De ce fait elle dispose de l'action du maître de l'ouvrage contre le fabricant de matériaux, qui est l'action contractuelle transmise par la société Les Bâtisseurs, acheteur des carreaux. La compagnie Nordstern reproche au fabricant d'avoir fourni des carreaux qui ont présenté un phénomène d'usure anormal avec désagrégation en surface, ce qui serait dû selon l'expert désigné en référé à une cuisson insuffisante.
Il s'agit là non pas d'un défaut de conformité mais d'un vice au sens de l'article 1648 du Code civil. La non conformité s'entend d'une marchandise ou d'un ouvrage correct mais non conforme aux stipulations du contrat. Or en l'espèce Bardet a bien livré les carreaux en terre cuites qui lui avaient été commandés ; mais ces carreaux étaient affectés - selon la thèse de Nordstern contestée par Bardet - d'un vice c'est à dire d'une anomalie de nature à les rendre impropres à leur destination.

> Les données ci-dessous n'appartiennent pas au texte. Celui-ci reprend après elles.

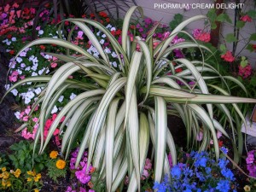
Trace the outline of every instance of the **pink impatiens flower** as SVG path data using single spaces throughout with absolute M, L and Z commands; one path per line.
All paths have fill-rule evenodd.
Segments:
M 249 15 L 247 15 L 241 16 L 240 18 L 240 20 L 242 20 L 242 21 L 244 21 L 244 22 L 247 22 L 247 21 L 252 22 L 252 18 Z
M 9 76 L 9 80 L 10 82 L 16 82 L 18 79 L 19 72 L 14 71 L 10 76 Z
M 230 50 L 228 50 L 224 55 L 221 55 L 221 58 L 228 62 L 232 62 L 235 61 L 235 57 L 232 55 L 232 53 Z

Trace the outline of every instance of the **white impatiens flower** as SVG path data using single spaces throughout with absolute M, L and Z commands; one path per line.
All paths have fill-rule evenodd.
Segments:
M 26 93 L 26 96 L 32 99 L 35 96 L 35 94 L 33 93 L 33 91 L 29 90 Z
M 39 31 L 38 31 L 38 34 L 39 34 L 39 35 L 43 35 L 43 34 L 44 34 L 44 31 L 43 31 L 43 30 L 39 30 Z
M 18 56 L 16 61 L 17 62 L 20 63 L 22 61 L 22 58 Z
M 14 96 L 17 96 L 18 95 L 18 90 L 16 90 L 16 89 L 13 89 L 12 90 L 11 90 L 11 92 L 12 92 L 12 94 L 14 94 Z
M 53 109 L 51 110 L 50 113 L 56 113 L 58 112 L 58 108 L 55 105 L 55 107 L 53 108 Z
M 16 112 L 15 113 L 15 117 L 16 117 L 18 119 L 20 119 L 20 112 L 19 112 L 19 111 L 16 111 Z
M 31 76 L 32 76 L 32 77 L 34 77 L 34 76 L 38 76 L 38 74 L 37 73 L 35 73 L 35 72 L 33 72 L 32 74 L 31 74 Z
M 69 96 L 70 100 L 73 100 L 77 96 L 76 94 L 72 93 L 71 96 Z
M 35 93 L 36 93 L 37 95 L 40 94 L 41 92 L 42 92 L 42 90 L 41 90 L 40 87 L 38 87 L 37 89 L 35 89 Z
M 59 102 L 62 102 L 64 99 L 64 96 L 61 96 L 60 98 L 58 99 Z

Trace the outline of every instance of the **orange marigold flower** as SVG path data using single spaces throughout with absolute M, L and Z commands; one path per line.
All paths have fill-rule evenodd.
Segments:
M 58 156 L 58 152 L 57 151 L 51 151 L 49 154 L 49 157 L 51 159 L 56 159 L 56 157 Z
M 14 175 L 16 177 L 19 177 L 21 173 L 21 171 L 20 169 L 16 169 L 16 171 L 14 172 Z
M 58 160 L 56 162 L 56 167 L 58 169 L 64 169 L 66 166 L 66 161 L 62 160 Z

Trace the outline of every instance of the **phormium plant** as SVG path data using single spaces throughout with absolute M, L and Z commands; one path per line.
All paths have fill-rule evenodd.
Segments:
M 153 35 L 158 25 L 148 32 L 145 40 L 140 37 L 131 40 L 127 36 L 131 16 L 137 9 L 143 12 L 140 7 L 134 6 L 125 17 L 121 44 L 97 21 L 88 19 L 66 20 L 84 32 L 99 52 L 99 57 L 90 55 L 69 42 L 73 30 L 67 40 L 61 39 L 60 37 L 61 38 L 37 39 L 28 44 L 17 55 L 25 49 L 36 44 L 54 44 L 66 48 L 67 55 L 47 54 L 64 61 L 66 64 L 52 74 L 20 80 L 7 92 L 26 82 L 40 82 L 44 84 L 45 89 L 36 102 L 36 105 L 41 106 L 39 127 L 35 138 L 35 144 L 40 143 L 39 153 L 44 150 L 65 115 L 66 119 L 60 128 L 61 133 L 65 131 L 61 153 L 66 153 L 66 158 L 68 156 L 72 143 L 76 142 L 78 133 L 83 130 L 84 134 L 80 142 L 76 165 L 79 165 L 84 149 L 88 148 L 87 166 L 89 168 L 92 162 L 98 175 L 97 179 L 105 182 L 108 191 L 115 191 L 121 185 L 127 172 L 130 177 L 127 191 L 140 190 L 140 180 L 149 143 L 153 143 L 154 148 L 154 181 L 160 183 L 163 175 L 170 172 L 166 145 L 171 151 L 173 165 L 176 164 L 177 154 L 172 133 L 166 125 L 168 113 L 175 113 L 183 120 L 188 143 L 195 141 L 201 121 L 205 137 L 199 149 L 206 149 L 212 138 L 216 158 L 218 159 L 216 131 L 220 131 L 226 137 L 228 135 L 218 120 L 213 119 L 212 108 L 217 107 L 223 110 L 228 121 L 233 123 L 234 119 L 225 106 L 226 103 L 256 102 L 255 99 L 230 96 L 228 91 L 217 86 L 214 88 L 222 95 L 211 94 L 205 79 L 218 78 L 224 84 L 227 84 L 227 79 L 237 84 L 238 82 L 232 77 L 222 77 L 218 70 L 204 61 L 203 55 L 202 61 L 169 56 L 176 49 L 199 48 L 201 53 L 202 49 L 210 51 L 182 31 L 194 20 L 207 19 L 205 16 L 195 16 L 182 22 L 166 40 L 154 47 Z M 118 55 L 119 68 L 109 64 L 108 55 L 90 26 L 108 37 Z M 179 32 L 186 33 L 191 40 L 172 44 L 172 40 Z M 77 55 L 71 55 L 69 49 L 76 51 Z M 176 63 L 176 66 L 172 63 Z M 183 70 L 176 73 L 175 69 L 180 67 Z M 162 73 L 163 69 L 167 69 L 169 73 Z M 68 79 L 74 73 L 86 75 L 91 79 L 91 83 Z M 209 73 L 212 75 L 208 76 Z M 177 81 L 181 83 L 178 84 Z M 194 85 L 189 84 L 191 81 Z M 241 84 L 240 86 L 244 89 Z M 44 140 L 44 123 L 61 93 L 69 88 L 79 89 L 84 92 L 62 108 Z M 237 106 L 233 106 L 240 115 L 238 117 L 244 120 Z M 88 119 L 88 124 L 84 125 Z M 69 124 L 64 130 L 67 120 Z

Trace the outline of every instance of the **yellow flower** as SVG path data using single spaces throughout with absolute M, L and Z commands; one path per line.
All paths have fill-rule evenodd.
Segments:
M 3 178 L 4 178 L 4 179 L 9 178 L 9 173 L 8 172 L 2 173 Z
M 6 182 L 4 179 L 2 179 L 2 186 L 5 187 L 6 186 Z
M 27 177 L 26 181 L 27 182 L 31 182 L 32 181 L 32 177 Z
M 49 154 L 49 157 L 51 159 L 56 159 L 56 157 L 58 156 L 58 152 L 57 151 L 51 151 Z
M 15 176 L 16 177 L 20 177 L 20 173 L 21 173 L 21 171 L 20 171 L 20 169 L 16 169 L 16 171 L 15 172 Z
M 251 187 L 249 185 L 246 185 L 243 188 L 244 191 L 251 191 Z
M 58 160 L 56 162 L 56 167 L 58 169 L 64 169 L 66 166 L 66 161 L 62 160 Z
M 7 181 L 7 187 L 10 187 L 12 185 L 12 183 L 10 183 L 10 181 Z

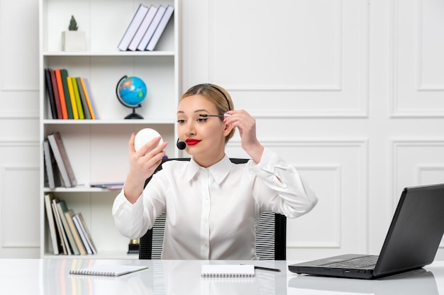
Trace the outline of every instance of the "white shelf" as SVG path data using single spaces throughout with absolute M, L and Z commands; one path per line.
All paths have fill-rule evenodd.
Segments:
M 45 119 L 44 125 L 172 125 L 172 120 L 53 120 Z
M 45 52 L 44 57 L 174 57 L 174 51 Z
M 155 51 L 121 52 L 117 46 L 139 4 L 172 5 L 174 13 Z M 86 51 L 62 51 L 62 31 L 74 15 L 79 30 L 84 30 Z M 167 155 L 179 156 L 175 148 L 176 108 L 179 97 L 179 50 L 178 0 L 39 0 L 40 31 L 40 138 L 58 131 L 78 183 L 123 182 L 128 168 L 128 142 L 132 132 L 154 128 L 165 141 L 170 142 Z M 72 76 L 88 80 L 97 120 L 52 119 L 45 87 L 44 69 L 66 69 Z M 124 75 L 135 76 L 147 85 L 147 97 L 135 109 L 143 120 L 124 120 L 132 109 L 121 105 L 116 86 Z M 43 146 L 43 144 L 42 144 Z M 82 212 L 97 248 L 95 255 L 73 258 L 137 259 L 128 255 L 129 240 L 118 233 L 111 216 L 116 190 L 87 185 L 74 187 L 45 187 L 44 159 L 40 153 L 40 257 L 65 258 L 52 255 L 43 197 L 52 192 L 70 209 Z

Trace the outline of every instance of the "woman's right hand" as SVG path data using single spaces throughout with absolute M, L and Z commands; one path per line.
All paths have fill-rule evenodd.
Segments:
M 135 134 L 133 133 L 128 142 L 130 170 L 124 186 L 125 197 L 131 204 L 134 204 L 142 195 L 145 181 L 162 163 L 162 158 L 165 155 L 164 149 L 168 144 L 167 142 L 159 144 L 161 137 L 158 137 L 136 151 L 134 148 L 135 138 Z

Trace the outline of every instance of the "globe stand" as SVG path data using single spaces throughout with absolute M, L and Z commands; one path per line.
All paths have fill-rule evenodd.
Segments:
M 141 105 L 139 105 L 138 107 L 135 108 L 140 108 L 140 106 Z M 133 112 L 125 117 L 125 119 L 143 119 L 143 117 L 135 112 L 135 108 L 133 108 Z

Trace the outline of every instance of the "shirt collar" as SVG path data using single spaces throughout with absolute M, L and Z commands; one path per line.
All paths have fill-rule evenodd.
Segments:
M 190 181 L 196 176 L 200 169 L 205 169 L 209 170 L 214 180 L 218 185 L 221 184 L 228 175 L 231 169 L 231 161 L 226 155 L 225 155 L 221 161 L 208 168 L 201 167 L 192 158 L 189 161 L 189 165 L 188 165 L 187 170 L 185 171 L 185 177 L 188 181 Z

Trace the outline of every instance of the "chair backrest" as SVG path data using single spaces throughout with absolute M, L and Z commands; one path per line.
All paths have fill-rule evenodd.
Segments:
M 156 169 L 162 170 L 162 164 L 167 161 L 189 161 L 189 158 L 164 159 Z M 246 158 L 230 158 L 235 163 L 248 161 Z M 146 180 L 145 185 L 151 178 Z M 163 212 L 154 223 L 152 229 L 140 239 L 139 259 L 160 259 L 163 247 L 164 228 L 166 212 Z M 285 216 L 265 212 L 259 221 L 256 231 L 256 253 L 259 260 L 285 260 L 287 258 L 287 217 Z

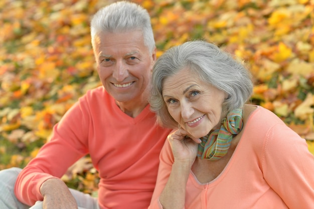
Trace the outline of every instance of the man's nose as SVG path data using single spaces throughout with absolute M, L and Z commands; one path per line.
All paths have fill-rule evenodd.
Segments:
M 128 76 L 127 65 L 123 62 L 117 62 L 112 76 L 118 82 L 122 82 Z

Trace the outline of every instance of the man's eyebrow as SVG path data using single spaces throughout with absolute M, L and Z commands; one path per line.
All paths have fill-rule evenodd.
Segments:
M 105 55 L 104 54 L 99 54 L 99 57 L 104 57 L 106 58 L 111 58 L 112 57 L 111 55 Z
M 135 54 L 138 54 L 138 53 L 139 53 L 139 52 L 138 51 L 134 51 L 133 52 L 129 52 L 128 53 L 126 53 L 125 54 L 125 57 L 127 57 L 127 56 L 129 56 L 130 55 L 134 55 Z

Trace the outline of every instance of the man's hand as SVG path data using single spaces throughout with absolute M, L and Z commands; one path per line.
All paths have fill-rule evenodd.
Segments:
M 40 192 L 44 196 L 43 209 L 78 209 L 70 190 L 59 178 L 49 178 L 44 182 Z

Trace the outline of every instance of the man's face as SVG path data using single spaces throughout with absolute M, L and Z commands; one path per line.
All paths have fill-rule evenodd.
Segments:
M 94 52 L 101 82 L 116 101 L 136 102 L 147 92 L 156 56 L 144 45 L 141 31 L 101 33 Z

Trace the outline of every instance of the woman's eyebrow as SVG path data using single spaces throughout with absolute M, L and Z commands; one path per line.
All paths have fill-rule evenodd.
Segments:
M 191 86 L 190 86 L 189 87 L 188 87 L 188 88 L 187 88 L 186 89 L 186 90 L 185 90 L 184 91 L 183 91 L 183 94 L 185 94 L 188 91 L 189 91 L 189 90 L 190 89 L 191 89 L 192 87 L 193 87 L 194 86 L 196 86 L 196 85 L 195 84 L 192 84 Z

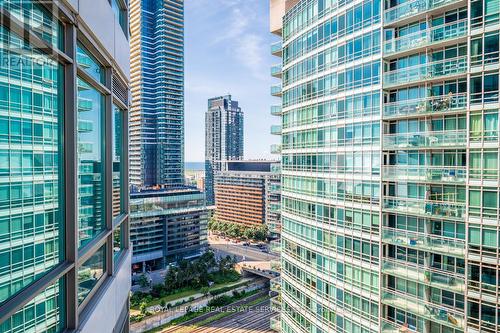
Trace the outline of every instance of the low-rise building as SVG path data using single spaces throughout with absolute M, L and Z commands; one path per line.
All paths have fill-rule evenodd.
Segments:
M 245 226 L 266 224 L 271 237 L 279 235 L 281 196 L 277 162 L 224 161 L 214 181 L 218 221 Z
M 161 269 L 206 249 L 208 210 L 196 188 L 131 193 L 130 219 L 134 272 Z

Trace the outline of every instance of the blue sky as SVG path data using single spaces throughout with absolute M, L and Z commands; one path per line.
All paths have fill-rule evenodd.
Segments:
M 186 161 L 204 160 L 207 99 L 227 93 L 245 113 L 245 158 L 272 157 L 269 1 L 185 0 L 185 20 Z

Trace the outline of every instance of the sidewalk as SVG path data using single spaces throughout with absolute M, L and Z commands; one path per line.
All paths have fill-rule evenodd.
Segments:
M 247 279 L 247 280 L 250 281 L 252 279 Z M 242 282 L 244 282 L 244 281 L 241 280 L 241 281 L 235 282 L 232 285 L 239 284 Z M 250 284 L 249 286 L 238 287 L 238 288 L 235 288 L 233 290 L 229 290 L 225 293 L 222 293 L 222 294 L 216 295 L 216 296 L 203 297 L 203 294 L 196 294 L 196 295 L 201 295 L 201 298 L 199 297 L 198 299 L 195 299 L 192 302 L 188 302 L 188 303 L 182 304 L 176 308 L 172 308 L 172 309 L 168 309 L 168 310 L 162 309 L 159 305 L 149 307 L 148 309 L 152 308 L 152 310 L 150 310 L 150 311 L 153 313 L 156 313 L 156 314 L 153 316 L 144 318 L 142 321 L 140 321 L 138 323 L 131 323 L 130 324 L 130 332 L 131 333 L 147 332 L 147 331 L 152 330 L 156 327 L 165 325 L 168 322 L 170 322 L 176 318 L 182 317 L 183 315 L 186 314 L 186 309 L 188 307 L 190 307 L 192 309 L 202 308 L 202 307 L 207 305 L 208 301 L 210 301 L 211 299 L 213 299 L 215 297 L 220 297 L 222 295 L 231 296 L 233 291 L 235 291 L 235 290 L 237 290 L 238 292 L 241 292 L 243 290 L 245 290 L 246 292 L 253 291 L 253 290 L 262 288 L 265 284 L 266 284 L 266 281 L 257 281 L 257 282 Z M 229 285 L 229 286 L 231 286 L 231 285 Z M 193 296 L 189 296 L 189 297 L 187 297 L 187 299 L 189 299 L 190 297 L 193 297 Z M 186 298 L 184 297 L 181 299 L 186 299 Z M 177 300 L 175 300 L 175 302 L 179 302 L 181 299 L 177 299 Z M 131 314 L 133 314 L 133 313 L 131 312 Z

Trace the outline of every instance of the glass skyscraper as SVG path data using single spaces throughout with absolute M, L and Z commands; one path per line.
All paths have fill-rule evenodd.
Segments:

Cette situation est régie (à défaut de pouvoir considérer les carreaux comme un élément d'équipement au sens de l'article 1792.4 du Code civil) par les articles 1641 et suivants du code civil dont l'article 1648, que seul le législateur pourrait abroger, et qui prévoit que l'action doit être exercée à bref délai.
Or ainsi que le tribunal l'a constaté, c'est au cours de l'été 1981, après la réception du 9 juillet 1981, que les désordres se sont révélés. La société Les Bâtisseurs seule a le 12 janvier 1983 assigné Bardet devant le juge des référés pour obtenir une expertise, laquelle a été déposée le 1er avril 1983 avec un additif le 21 juin 1983. Aucune action au fond n'a été engagée dans le bref délai prévu par l'article 1648 § 1, la seule instance étant la présente procédure diligentée par Nordstern en août 1984 et les assignations en référé n'ayant pas à l'époque d'effet interruptif.
Le jugement doit être confirmé en ce qui concerne Bardet.
Il en est de même en ce qui concerne Cormery.
Il est implicitement admis que ce dernier, sous-traitant des Bâtisseurs, ne peut être poursuivi par Nordstern subrogée à Margottin que sur un fondement délictuel.
Or il a été admis, notamment lors de l'expertise, que Cormery avait bien posé les carreaux. Il prouve par la production de DTU qu'il s'est conformé pour la pose aux règles de l'art qui ne comportent nullement l'adjonction d'un produit spécial ; d'après la fiche du produit Trix, celui-ci est destiné à nourrir en profondeur et entretenir les carrelages rustiques en terre cuite, supprimant l'usage de l'huile de lin, Or ce genre de traitement d'entretien ne lui incombait pas, mais seulement un dépoussiérage qu' il a effectué avec un produit Suza destiné à cet usage. A supposer que Bardet ait fait des recommandations aux époux Margottin quant à l'utilisation du produit Trix dont il leur a remis une certaine quantité (recommandations dont la nature exacte est ignorée), rien ne prouve qu'il ait été demandé à Cormery par qui que ce soit de l'appliquer, ce qui aurait constitué une prestation supplémentaire, et rien ne prouve non plus à part les affirmations de Bardet que le fait de pas l'avoir appliqué soit la cause des désordres.
Enfin on ne saurait reprocher à Cormery de ne pas avoir attiré l'attention du maître de l'ouvrage sur la défectuosité des carreaux, dont il n'est pas prouvé qu'elle pouvait lui apparaît, à supposer que cette défectuosité ait existé car les constatations de l'expert sur les causes des désordres sont quelque peu insuffisantes.
Il y a lieu à confirmation pure et simple du jugement.
La cour estime qu'il n'y a pas lieu de recevoir les demandes d'indemnités complémentaires de Bardet et Cormery.
Par ces motifs, LA COUR, Statuant publiquement et contradictoirement, Confirme le jugement Rejette toutes autres prétentions des parties Condamne l'appelante aux dépens. Autorise Maître Chatteleyn et Maître Gontier, avoués, à recouvrer directement ceux dont ils ont fait l'avance sans avoir reçu provision.